Governo Lula regulamenta Nova Política de Educação a Distância para aprimorar ensino superior

Decreto define formatos presencial, semipresencial e EaD, com novas regras para cursos e infraestrutura.
Decreto define formatos presencial, semipresencial e EaD, com novas regras para cursos e infraestrutura.

O Governo Federal publicou, na segunda-feira (19/05/2025), decreto que regulamenta a Nova Política de Educação a Distância (EaD), com o objetivo de garantir qualidade na oferta de cursos superiores a distância e ampliar o acesso à educação. A assinatura do decreto ocorreu com a presença do presidente Luiz Inácio Lula da Silva e do ministro da Educação, Camilo Santana.

O decreto estabelece um marco regulatório atualizado para a EaD, reconhecendo a integração das tecnologias digitais no ambiente acadêmico.
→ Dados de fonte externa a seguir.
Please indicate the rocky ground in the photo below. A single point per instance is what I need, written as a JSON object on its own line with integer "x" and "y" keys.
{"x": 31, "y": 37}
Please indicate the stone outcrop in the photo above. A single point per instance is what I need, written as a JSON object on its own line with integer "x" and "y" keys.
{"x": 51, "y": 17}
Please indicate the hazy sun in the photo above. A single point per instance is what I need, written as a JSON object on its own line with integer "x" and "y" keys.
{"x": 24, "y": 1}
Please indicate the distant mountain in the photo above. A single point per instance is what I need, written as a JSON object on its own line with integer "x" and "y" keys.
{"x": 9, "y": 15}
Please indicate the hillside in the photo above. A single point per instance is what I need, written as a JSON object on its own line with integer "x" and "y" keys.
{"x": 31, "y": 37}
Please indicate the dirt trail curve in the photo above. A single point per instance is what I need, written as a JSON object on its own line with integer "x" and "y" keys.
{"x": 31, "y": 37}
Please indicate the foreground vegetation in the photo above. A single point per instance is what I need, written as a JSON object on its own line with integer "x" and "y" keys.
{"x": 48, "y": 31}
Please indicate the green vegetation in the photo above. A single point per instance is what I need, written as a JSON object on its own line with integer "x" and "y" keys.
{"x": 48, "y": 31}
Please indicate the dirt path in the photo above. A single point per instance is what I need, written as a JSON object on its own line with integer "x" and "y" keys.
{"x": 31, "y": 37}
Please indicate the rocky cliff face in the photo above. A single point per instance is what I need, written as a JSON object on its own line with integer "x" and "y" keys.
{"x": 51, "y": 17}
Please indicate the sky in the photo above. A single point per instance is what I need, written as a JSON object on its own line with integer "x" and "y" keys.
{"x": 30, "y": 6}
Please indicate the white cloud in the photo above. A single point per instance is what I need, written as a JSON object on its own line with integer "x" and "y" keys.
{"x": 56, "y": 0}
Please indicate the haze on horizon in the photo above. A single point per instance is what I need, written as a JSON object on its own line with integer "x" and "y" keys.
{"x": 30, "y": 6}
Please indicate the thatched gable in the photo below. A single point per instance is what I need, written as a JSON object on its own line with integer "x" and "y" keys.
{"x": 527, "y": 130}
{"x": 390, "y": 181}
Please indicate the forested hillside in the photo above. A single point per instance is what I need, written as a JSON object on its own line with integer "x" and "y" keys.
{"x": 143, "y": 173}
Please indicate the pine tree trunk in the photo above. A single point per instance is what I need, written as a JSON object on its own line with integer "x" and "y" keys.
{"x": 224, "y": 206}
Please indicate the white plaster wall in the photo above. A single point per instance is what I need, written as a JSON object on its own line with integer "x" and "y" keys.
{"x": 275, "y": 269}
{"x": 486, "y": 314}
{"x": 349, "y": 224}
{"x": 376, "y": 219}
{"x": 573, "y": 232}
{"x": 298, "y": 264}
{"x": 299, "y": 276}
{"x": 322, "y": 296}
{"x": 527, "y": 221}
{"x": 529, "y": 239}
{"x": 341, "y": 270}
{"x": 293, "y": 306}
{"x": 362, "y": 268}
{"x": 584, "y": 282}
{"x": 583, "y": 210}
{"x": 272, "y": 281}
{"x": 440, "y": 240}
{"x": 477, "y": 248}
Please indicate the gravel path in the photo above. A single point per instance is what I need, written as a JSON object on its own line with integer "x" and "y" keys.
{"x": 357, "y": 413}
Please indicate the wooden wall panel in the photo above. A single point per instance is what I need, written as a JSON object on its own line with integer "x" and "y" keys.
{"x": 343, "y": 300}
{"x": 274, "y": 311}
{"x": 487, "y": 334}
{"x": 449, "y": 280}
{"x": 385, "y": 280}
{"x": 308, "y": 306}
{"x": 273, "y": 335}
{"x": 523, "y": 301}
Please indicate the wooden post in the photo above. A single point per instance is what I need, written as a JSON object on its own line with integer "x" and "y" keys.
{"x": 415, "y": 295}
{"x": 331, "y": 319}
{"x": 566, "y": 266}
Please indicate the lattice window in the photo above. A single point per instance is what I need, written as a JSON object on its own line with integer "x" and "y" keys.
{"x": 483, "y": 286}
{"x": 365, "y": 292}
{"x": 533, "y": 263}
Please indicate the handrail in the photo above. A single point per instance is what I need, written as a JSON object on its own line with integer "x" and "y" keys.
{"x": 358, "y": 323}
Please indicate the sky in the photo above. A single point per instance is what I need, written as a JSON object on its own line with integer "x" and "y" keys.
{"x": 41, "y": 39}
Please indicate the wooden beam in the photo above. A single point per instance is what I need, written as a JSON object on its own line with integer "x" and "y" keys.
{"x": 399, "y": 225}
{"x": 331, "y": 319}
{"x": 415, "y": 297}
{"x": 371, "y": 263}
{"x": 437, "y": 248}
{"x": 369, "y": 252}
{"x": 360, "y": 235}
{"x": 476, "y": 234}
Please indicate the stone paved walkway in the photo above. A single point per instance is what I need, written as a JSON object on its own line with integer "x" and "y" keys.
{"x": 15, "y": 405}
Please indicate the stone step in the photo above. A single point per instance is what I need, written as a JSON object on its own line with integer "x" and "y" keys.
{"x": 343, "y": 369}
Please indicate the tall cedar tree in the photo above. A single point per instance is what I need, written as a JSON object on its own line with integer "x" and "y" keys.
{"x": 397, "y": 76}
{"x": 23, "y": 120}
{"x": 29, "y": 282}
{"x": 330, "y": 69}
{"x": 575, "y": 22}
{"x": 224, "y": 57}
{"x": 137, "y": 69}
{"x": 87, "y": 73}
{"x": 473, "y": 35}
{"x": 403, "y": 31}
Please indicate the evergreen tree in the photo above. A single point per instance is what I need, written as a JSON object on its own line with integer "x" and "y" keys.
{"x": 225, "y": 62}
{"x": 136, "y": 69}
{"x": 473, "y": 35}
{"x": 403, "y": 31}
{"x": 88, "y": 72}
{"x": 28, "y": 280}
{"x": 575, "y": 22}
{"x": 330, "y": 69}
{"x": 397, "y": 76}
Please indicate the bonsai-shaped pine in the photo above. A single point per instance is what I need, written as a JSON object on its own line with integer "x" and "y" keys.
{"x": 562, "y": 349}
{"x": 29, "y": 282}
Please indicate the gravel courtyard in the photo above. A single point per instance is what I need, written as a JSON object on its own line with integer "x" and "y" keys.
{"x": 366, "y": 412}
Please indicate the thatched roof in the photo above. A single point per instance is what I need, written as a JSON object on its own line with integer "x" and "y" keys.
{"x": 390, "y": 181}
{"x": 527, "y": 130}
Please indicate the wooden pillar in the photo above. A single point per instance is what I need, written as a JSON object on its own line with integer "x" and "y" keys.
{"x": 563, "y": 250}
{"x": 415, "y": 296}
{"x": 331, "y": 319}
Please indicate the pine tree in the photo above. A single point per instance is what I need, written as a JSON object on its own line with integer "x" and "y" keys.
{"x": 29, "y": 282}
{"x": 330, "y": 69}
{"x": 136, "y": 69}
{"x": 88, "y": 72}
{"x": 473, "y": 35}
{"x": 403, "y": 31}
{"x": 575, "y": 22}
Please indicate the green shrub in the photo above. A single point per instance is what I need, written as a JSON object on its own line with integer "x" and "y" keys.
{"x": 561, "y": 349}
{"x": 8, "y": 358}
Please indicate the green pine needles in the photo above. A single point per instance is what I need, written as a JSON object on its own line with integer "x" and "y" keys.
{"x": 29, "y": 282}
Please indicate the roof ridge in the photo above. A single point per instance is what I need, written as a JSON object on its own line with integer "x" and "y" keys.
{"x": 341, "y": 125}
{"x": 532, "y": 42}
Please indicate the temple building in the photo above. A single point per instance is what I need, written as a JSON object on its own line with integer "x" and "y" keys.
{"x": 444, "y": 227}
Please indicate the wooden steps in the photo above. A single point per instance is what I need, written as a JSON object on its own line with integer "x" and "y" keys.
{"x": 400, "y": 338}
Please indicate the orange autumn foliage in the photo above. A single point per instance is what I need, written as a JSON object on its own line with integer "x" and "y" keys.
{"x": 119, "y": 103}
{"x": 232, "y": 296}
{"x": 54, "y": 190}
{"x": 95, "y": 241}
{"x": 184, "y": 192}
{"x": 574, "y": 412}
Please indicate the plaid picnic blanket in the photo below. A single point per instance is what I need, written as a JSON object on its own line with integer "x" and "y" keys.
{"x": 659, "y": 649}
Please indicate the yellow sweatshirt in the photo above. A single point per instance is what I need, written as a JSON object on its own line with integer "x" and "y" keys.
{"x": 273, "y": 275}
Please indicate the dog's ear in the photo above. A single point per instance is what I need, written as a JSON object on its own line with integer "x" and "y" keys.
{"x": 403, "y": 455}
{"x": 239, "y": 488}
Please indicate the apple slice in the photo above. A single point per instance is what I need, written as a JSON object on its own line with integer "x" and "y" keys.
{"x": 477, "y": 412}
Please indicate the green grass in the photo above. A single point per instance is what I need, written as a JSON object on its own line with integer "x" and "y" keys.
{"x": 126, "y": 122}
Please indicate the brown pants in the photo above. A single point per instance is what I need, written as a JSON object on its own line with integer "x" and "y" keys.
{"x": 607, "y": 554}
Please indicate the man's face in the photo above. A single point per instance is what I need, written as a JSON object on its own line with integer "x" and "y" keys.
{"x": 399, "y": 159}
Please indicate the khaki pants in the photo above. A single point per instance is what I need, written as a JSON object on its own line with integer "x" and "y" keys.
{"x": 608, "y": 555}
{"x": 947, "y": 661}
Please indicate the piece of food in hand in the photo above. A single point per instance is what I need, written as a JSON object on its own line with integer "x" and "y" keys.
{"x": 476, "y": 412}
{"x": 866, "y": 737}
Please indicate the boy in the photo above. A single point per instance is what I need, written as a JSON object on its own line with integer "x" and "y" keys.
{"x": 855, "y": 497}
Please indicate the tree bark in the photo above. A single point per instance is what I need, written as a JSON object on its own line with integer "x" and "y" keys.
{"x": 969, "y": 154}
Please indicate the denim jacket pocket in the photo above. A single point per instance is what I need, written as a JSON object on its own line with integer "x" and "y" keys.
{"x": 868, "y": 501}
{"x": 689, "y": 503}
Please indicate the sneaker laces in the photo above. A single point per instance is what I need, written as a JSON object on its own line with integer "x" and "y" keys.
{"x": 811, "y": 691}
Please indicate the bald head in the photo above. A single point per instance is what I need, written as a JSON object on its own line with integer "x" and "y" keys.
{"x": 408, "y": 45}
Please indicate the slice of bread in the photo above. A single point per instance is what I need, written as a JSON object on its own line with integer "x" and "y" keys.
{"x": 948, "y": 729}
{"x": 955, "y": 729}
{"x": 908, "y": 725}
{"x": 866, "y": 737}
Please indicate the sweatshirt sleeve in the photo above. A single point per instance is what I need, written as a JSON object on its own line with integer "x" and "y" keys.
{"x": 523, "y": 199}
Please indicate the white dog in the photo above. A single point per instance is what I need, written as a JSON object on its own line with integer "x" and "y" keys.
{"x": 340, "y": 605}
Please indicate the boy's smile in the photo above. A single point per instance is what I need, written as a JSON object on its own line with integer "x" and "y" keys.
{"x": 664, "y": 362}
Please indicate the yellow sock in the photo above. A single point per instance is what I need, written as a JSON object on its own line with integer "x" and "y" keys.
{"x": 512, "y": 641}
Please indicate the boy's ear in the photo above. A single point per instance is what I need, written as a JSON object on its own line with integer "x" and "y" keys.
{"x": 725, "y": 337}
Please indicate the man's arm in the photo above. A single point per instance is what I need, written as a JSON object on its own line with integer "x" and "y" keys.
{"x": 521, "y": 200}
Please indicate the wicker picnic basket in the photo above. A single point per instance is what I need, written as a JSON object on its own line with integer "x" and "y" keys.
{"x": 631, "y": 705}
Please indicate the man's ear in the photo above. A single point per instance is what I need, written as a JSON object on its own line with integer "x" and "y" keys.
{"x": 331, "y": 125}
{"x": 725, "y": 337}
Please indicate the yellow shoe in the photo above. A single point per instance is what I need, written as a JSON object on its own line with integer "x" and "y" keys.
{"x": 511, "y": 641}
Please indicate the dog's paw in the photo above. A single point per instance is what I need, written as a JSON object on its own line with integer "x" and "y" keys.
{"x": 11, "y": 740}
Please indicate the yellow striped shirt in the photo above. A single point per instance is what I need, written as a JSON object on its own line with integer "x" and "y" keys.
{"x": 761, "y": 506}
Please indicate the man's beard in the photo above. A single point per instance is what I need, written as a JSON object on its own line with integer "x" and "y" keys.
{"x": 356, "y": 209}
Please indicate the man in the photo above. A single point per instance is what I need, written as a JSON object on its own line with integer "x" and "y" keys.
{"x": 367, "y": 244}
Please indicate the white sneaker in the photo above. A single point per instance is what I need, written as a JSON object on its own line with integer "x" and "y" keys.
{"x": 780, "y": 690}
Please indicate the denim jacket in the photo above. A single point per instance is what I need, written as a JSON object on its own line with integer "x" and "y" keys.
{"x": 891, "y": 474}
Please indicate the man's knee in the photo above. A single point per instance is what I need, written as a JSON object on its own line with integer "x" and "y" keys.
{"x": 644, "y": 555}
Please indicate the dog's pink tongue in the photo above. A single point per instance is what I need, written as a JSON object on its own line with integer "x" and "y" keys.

Segundo o ministro Camilo Santana, “o foco é o estudante e a valorização dos professores: a garantia de infraestrutura nos polos, a qualificação do corpo docente, a valorização da interação e a mediação para uma formação rica e integral, independentemente da distância física”. A nova política também busca diversificar os modelos de ensino, com a criação do formato semipresencial.

Principais mudanças e formatos definidos

O documento institui três formatos de oferta de cursos superiores:

  • Presencial: maior parte da carga horária realizada presencialmente, com até 30% das atividades no formato EaD.

  • Semipresencial: combinação obrigatória de atividades presenciais (estágio, extensão, práticas laboratoriais) e síncronas mediadas, além da carga horária a distância.

  • Educação a Distância (EaD): preponderância da carga horária a distância, com no mínimo 20% de atividades presenciais e/ou síncronas mediadas, incluindo avaliações presenciais.

Além disso, o decreto define atividades no âmbito da EaD como assíncronas (estudante e professor em tempos e locais diferentes), síncronas (mesmo horário, locais diferentes) e síncronas mediadas (interação em grupos reduzidos com apoio pedagógico).

Cursos vedados ao formato EaD

A política proíbe a oferta a distância para cursos que demandam atividades práticas intensas, como medicina, direito, enfermagem, odontologia e psicologia, que deverão ser exclusivamente presenciais. Cursos da área de Saúde e licenciaturas também deverão ser ofertados somente nos formatos presencial ou semipresencial. Foi estabelecido um período de transição de dois anos para adaptação, preservando os direitos dos estudantes matriculados.

Valorização do corpo docente e infraestrutura

A nova política determina a exigência de quantidade compatível de professores para o número de estudantes, além da criação da função exclusiva do mediador pedagógico, com formação acadêmica condizente e atuação distinta da dos tutores administrativos.

Os polos de EaD terão que cumprir requisitos mínimos de infraestrutura física e tecnológica, incluindo laboratórios e ambientes adequados para estudos. Também passa a ser obrigatória pelo menos uma avaliação presencial por unidade curricular, com peso majoritário na nota final, mesmo em cursos a distância.

Processo de construção da política

A elaboração da política envolveu um amplo processo de consulta pública e técnica, com participação de especialistas, entidades representativas da educação superior, estudantes e movimentos sociais. Foram realizadas 20 visitas técnicas e interlocuções com órgãos como o Conselho Nacional de Educação (CNE), o Instituto Nacional de Estudos e Pesquisas Educacionais Anísio Teixeira (Inep), a Coordenação de Aperfeiçoamento de Pessoal de Nível Superior (Capes), além das secretarias do MEC responsáveis pela educação superior e profissional.

Especialistas estrangeiros também participaram das discussões, e audiências públicas foram realizadas na Comissão de Educação da Câmara dos Deputados.